Roche to buy Austrian biotechnology company Dutalys in $489 mn deal
20 December 2014
Swiss drugmaker Roche yesterday announced that it has agreed to buy Austrian privately held biotechnology company Dutalys GmbH, in a $489 million deal.
Under the terms of the transaction, Roche will make an upfront cash payment of $133.75 million and additional contingent payments of up to $355 million based on achieving predetermined milestones.
Vienna-based Dutalys specialises in the discovery and development of fully human, bi-specific antibodies based on its proprietary DutaMab technology. The bi-specific antibodies developed are designed to provide novel, best-in-class molecules for several therapeutic areas.
Dutalys was founded in April 2010 and is backed by Austria Wirtschaftsservice / ERP-Funds, by research grants from FFG - the Austrian Research Promotion Agency, and the Technology Agency of the City of Vienna, and by funding from INiTS.
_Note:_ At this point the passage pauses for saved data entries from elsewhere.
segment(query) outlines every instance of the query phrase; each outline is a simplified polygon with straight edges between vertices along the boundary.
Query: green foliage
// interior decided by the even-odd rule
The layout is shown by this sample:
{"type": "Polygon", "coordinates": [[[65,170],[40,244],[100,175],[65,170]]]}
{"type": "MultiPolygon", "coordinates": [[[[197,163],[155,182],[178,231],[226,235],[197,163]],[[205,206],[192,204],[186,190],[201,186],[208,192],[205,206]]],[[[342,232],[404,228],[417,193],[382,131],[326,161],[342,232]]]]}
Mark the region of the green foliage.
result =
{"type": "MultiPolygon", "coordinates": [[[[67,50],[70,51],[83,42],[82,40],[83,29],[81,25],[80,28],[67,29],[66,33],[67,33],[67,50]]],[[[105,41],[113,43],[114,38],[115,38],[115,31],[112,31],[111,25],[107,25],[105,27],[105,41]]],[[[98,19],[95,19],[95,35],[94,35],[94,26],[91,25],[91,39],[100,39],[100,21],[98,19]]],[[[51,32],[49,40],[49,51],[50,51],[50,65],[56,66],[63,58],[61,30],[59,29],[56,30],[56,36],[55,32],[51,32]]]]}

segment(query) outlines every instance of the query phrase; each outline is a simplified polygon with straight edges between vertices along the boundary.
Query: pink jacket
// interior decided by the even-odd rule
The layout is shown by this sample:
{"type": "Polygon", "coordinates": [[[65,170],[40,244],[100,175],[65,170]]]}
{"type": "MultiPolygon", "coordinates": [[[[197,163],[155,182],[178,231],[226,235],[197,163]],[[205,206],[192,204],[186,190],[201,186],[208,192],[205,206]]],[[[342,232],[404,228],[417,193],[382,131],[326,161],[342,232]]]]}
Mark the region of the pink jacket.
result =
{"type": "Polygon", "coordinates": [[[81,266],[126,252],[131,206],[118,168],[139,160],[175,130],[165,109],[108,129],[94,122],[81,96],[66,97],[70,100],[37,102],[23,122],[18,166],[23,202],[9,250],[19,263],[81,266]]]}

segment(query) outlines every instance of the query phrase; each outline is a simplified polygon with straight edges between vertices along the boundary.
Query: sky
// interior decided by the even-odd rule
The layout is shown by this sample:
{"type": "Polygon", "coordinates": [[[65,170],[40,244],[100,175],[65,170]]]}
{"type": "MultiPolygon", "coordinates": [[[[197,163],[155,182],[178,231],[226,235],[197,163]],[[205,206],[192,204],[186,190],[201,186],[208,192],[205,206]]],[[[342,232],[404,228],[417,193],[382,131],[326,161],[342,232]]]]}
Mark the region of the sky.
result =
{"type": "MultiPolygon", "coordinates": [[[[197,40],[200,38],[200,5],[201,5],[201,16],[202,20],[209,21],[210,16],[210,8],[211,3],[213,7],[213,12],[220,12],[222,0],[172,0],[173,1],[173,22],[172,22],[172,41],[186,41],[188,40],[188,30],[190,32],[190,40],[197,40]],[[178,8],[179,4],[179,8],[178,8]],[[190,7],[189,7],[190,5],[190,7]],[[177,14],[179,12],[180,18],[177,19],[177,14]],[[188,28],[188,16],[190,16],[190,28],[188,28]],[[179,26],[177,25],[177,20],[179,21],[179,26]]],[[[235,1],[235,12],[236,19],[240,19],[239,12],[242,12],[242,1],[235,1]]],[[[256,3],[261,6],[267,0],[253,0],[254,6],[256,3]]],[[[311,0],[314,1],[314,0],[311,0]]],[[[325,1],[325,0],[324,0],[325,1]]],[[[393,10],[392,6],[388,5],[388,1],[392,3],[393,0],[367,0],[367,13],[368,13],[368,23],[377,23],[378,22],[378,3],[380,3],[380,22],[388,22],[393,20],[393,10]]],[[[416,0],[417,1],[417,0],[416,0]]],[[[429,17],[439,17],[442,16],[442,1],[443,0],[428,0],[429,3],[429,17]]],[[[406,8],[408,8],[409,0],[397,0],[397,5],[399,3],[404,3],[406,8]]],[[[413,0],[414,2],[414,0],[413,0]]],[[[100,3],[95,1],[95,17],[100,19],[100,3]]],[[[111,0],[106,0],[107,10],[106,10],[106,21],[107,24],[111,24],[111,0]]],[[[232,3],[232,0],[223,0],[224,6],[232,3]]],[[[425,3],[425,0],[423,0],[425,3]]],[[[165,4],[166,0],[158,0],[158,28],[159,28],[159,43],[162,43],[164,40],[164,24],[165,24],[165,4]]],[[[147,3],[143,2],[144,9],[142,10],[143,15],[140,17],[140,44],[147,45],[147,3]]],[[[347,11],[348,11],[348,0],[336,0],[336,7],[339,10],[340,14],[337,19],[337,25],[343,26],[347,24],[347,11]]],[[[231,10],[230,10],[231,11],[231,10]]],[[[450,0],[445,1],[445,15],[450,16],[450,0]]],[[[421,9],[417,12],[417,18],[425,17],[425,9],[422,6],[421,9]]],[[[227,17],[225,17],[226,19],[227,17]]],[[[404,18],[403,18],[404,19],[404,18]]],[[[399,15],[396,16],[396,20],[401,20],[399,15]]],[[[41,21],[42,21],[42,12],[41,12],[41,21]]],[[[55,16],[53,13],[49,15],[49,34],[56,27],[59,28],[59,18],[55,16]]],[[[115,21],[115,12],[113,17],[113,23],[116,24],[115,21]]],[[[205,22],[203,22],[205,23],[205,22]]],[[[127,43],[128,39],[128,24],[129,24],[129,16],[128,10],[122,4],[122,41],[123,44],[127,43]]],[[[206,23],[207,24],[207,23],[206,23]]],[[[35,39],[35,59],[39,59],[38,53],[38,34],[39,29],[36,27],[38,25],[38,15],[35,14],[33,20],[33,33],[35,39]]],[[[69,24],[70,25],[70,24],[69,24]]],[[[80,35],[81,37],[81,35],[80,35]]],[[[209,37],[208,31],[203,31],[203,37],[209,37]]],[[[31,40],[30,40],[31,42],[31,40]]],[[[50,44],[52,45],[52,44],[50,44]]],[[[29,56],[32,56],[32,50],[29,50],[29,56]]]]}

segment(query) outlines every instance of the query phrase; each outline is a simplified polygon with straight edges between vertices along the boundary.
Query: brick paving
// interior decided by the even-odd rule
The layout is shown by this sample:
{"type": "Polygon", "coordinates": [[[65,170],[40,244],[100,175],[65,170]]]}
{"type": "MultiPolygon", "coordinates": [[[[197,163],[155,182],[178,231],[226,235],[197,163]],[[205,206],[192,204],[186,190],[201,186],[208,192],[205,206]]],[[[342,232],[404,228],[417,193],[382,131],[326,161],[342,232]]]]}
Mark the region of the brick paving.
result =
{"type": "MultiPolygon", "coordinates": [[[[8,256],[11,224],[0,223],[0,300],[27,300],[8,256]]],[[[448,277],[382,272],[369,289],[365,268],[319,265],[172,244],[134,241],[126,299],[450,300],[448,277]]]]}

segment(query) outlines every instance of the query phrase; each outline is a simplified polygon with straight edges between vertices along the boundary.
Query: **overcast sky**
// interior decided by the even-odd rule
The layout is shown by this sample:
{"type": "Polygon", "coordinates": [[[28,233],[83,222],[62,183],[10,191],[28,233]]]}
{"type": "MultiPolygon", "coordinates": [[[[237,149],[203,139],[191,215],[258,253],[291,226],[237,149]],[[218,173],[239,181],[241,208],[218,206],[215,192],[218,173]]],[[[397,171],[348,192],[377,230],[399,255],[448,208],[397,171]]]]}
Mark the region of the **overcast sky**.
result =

''The platform developed by Dutalys is a breakthrough technology, and we are excited about integrating it within Roche,'' said John Reed, head of Pharma Research and Early Development. ''It strengthens our R&D capabilities in delivering bi-specific antibodies, which have the potential to create transformational new medicines.''
''We are delighted to have found a partner who has the capability to fully leverage our technology for maximum patient benefit.'' said Roland Beckmann, co-founder and CSO of Dutalys. ''DutaMabs are suitable for the treatment of numerous disease mechanisms and therapeutic targets, and we are very much looking forward to developing diverse novel therapeutics within the Roche R&D team.''
Roche is the world's largest biotech company, and specialises in oncology, immunology, infectious diseases, ophthalmology and neuroscience.
Roche is also the leader in in-vitro diagnostics and tissue-based cancer diagnostics, and a frontrunner in diabetes management. Twenty-four medicines developed by Roche are included in the World Health Organisation Model Lists of Essential Medicines, among them life-saving antibiotics, antimalarials and chemotherapy.